The analysis can go in many directions. In this brief article, I will describe three different perspectives and offer a few typical examples to illustrate them. The perspectives include:
1. Why learning from someone you trust is easier than from someone you do not trust.
2. What types of things you are likely to learn from someone you do not trust.
3. Why your retention of the learned material is much better if you have a trusting relationship with the teacher.
As a CPLP (Certified Professional in Learning and Performance) with the American Society for Training and Development (ASTD), I do not recall any instruction in my certification training on the link between learning and trust, so I did some research of my own. If you Google the two words, you will find numerous pages on how we learn to trust, but not much information on how trust enables learning. It seems pretty obvious, but actually it is a little more tricky than it first appears.
For the first perspective, I should make a clear distinction that I am not stipulating whether you like the trainer or not, only whether you trust the person. For example, take the case of a drill sergeant who is abusive and likes to push people’s buttons. You may really hate this person, yet you trust him because he has the demonstrated knowledge based on his experience, and though abrasive, he does exhibit high integrity and equality for all. In this case you would probably learn well from the drill sergeant even though you cannot stand him. If you later get another trainer that you like as well as trust, the learning would come even easier.
The second perspective is a tricky one. Is it possible to learn something from someone you do not trust? Of course it is. For one thing you can learn how to avoid doing things that lower trust. By watching the mistakes of someone you do not trust, you can learn all kinds of lessons you can use to improve your life and your effectiveness. In this case, you are learning what not to do.
For example, I once worked for a duplicitous boss. He would tell people what he thought they wanted to hear, and shade the truth in order to make his life easier. I know this because I witnessed him telling two different versions of the same story to two different people on the same day. Word got around that this leader could not be trusted to tell the truth when confronted by a difficult situation. This leader obtained marginal compliance from people but not true loyalty. The concept I learned from that experience that it is important to have only one version of an event, whether it is popular or not.

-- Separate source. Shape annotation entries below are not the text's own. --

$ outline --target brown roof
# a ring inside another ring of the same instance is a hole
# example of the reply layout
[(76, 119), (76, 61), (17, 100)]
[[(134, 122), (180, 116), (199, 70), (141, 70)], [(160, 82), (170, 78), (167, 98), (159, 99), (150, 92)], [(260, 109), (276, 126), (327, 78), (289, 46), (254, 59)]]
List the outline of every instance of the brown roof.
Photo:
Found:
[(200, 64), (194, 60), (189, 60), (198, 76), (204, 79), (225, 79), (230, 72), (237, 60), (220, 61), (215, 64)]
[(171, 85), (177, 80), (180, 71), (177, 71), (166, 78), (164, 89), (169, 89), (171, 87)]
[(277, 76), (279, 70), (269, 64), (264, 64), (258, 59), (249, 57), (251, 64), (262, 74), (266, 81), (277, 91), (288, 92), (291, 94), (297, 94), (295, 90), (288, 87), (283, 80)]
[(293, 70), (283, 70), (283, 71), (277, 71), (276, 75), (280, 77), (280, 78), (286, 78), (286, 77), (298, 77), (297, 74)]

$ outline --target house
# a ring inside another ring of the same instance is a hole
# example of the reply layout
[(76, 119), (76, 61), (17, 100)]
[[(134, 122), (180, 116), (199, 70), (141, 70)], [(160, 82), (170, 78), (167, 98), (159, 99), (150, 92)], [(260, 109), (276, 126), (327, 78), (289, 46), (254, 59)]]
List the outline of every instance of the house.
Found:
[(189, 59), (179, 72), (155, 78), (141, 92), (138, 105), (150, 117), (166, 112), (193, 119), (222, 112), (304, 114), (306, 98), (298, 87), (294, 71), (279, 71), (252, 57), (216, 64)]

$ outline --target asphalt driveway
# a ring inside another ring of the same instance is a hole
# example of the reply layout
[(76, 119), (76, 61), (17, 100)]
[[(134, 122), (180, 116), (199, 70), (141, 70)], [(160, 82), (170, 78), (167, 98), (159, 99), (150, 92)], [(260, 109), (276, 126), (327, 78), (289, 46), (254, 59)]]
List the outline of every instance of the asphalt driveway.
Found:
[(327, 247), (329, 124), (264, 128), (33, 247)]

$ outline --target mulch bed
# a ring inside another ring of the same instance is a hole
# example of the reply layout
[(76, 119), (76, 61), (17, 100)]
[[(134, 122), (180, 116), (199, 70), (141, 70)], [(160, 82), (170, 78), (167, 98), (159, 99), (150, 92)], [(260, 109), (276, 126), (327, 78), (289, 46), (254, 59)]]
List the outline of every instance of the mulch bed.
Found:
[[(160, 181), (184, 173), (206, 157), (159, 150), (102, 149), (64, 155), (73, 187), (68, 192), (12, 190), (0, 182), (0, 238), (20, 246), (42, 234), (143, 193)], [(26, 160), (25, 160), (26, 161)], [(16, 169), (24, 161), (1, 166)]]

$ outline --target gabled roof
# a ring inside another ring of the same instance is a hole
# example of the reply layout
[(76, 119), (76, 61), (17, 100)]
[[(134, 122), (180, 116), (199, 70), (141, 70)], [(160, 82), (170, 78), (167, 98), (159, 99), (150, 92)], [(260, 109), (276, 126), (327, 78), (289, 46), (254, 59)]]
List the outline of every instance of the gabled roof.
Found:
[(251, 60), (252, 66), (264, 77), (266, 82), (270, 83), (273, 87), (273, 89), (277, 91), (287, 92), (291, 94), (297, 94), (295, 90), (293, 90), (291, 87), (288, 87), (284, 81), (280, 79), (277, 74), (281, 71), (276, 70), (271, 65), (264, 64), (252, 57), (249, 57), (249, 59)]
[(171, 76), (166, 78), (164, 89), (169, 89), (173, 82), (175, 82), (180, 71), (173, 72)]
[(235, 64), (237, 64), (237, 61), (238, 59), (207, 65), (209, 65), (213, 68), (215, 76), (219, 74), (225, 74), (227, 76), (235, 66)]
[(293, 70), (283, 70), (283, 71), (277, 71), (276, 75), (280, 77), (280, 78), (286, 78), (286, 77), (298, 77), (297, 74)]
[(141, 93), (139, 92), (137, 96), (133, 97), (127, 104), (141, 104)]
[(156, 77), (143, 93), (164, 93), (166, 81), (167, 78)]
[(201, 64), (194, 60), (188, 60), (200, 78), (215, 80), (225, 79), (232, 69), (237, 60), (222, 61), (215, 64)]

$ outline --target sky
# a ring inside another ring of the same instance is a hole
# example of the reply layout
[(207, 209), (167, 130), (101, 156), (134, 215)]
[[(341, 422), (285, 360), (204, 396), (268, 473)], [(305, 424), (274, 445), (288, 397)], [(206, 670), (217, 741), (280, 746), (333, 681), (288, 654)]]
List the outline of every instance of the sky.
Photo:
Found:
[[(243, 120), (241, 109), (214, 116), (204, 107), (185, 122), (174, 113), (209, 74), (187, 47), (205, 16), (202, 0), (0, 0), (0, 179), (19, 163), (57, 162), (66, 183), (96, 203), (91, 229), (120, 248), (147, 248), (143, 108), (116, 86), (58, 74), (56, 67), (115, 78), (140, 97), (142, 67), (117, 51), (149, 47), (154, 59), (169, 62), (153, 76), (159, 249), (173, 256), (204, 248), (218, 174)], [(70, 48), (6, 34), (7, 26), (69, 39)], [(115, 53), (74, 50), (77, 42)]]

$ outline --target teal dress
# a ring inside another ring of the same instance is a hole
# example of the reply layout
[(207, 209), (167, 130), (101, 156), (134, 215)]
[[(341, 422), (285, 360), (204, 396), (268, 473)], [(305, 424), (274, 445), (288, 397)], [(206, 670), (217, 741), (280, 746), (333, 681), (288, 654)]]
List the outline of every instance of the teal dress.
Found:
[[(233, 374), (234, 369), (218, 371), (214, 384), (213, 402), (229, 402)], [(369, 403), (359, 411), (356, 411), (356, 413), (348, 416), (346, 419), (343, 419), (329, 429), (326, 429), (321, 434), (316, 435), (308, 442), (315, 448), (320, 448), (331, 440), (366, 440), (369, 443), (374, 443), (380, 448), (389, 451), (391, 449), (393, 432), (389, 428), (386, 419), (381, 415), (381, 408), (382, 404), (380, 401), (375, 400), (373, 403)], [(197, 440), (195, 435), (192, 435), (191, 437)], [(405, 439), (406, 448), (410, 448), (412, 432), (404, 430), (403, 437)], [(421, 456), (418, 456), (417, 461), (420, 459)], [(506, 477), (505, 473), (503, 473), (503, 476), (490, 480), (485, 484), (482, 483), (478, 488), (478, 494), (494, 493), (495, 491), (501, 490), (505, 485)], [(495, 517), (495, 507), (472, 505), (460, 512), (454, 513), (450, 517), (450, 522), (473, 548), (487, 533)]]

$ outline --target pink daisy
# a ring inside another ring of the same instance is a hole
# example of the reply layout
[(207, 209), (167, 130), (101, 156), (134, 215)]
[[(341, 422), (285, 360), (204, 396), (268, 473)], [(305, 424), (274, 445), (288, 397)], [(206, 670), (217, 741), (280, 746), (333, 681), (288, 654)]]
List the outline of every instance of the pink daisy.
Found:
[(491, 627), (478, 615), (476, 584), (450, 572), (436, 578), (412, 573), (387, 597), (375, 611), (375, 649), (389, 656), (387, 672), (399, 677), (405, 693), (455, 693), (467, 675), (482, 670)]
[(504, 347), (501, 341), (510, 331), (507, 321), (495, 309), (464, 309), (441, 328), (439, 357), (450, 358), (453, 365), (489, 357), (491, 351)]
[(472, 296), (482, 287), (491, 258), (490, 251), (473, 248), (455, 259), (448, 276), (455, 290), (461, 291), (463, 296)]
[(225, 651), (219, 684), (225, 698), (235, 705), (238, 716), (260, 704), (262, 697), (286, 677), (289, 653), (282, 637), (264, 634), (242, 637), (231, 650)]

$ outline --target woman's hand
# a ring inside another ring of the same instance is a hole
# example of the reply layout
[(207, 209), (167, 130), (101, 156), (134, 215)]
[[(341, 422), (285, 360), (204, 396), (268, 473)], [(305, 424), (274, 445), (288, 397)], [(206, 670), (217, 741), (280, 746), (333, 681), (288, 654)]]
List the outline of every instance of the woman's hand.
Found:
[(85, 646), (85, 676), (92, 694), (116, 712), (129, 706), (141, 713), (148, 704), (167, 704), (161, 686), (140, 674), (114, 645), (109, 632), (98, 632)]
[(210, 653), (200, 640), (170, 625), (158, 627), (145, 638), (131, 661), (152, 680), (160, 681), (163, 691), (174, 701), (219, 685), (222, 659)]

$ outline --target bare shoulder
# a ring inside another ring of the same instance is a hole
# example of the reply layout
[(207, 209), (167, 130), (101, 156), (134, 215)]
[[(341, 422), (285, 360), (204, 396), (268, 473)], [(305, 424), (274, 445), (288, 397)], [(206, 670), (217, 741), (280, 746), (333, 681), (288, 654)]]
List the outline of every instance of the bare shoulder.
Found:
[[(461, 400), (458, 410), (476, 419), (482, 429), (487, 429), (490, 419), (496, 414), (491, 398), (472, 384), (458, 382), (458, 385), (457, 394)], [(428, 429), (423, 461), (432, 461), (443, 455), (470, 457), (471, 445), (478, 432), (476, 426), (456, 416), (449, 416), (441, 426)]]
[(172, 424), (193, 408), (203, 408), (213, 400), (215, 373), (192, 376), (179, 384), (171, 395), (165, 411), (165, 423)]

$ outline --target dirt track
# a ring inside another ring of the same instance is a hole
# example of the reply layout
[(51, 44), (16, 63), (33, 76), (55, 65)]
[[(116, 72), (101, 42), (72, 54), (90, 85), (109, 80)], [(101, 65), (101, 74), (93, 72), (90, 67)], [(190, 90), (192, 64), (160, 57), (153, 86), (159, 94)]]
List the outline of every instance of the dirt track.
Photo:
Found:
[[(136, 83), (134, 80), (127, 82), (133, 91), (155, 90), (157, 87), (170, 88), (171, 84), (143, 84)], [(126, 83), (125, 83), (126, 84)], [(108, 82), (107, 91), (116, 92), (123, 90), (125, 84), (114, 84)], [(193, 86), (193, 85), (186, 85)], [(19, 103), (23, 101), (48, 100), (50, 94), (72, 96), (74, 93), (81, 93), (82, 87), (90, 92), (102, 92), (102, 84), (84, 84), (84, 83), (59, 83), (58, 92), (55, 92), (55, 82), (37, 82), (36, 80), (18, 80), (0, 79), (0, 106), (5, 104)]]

Actually, it is fairly common for leaders to hide the real truth when faced with a difficult situation. Richard Edelman, in his 2013 Trust Barometer, determined that only about 20% of informed publics worldwide believe their leader will tell the truth when faced with a difficult question. The number in the USA is even lower than that (about 15%). Richard called this statistic a “crisis in leadership.”
For the third case, if you wish to learn a positive lesson or new skill, it is a big advantage if you trust the teacher. Reason: someone you trust has your best interest at heart and will stick with the teaching process until the full information has been transferred. Your faith in the instructor is what allows you to process the learning without hesitation, so the knowledge transfer and retention is much more efficient.
You do not need to worry about ulterior motives with someone you trust. You are not playing games, so that puts you in a much more receptive frame of mind, which also aids the learning process.
My conclusion is that most of the time it is easier to learn something from a person you trust, but you can learn something to avoid doing from a person whom you do not trust. It is easy to extrapolate that you can either learn to trust another individual or learn to not trust that person based on his or her demonstrated behaviors.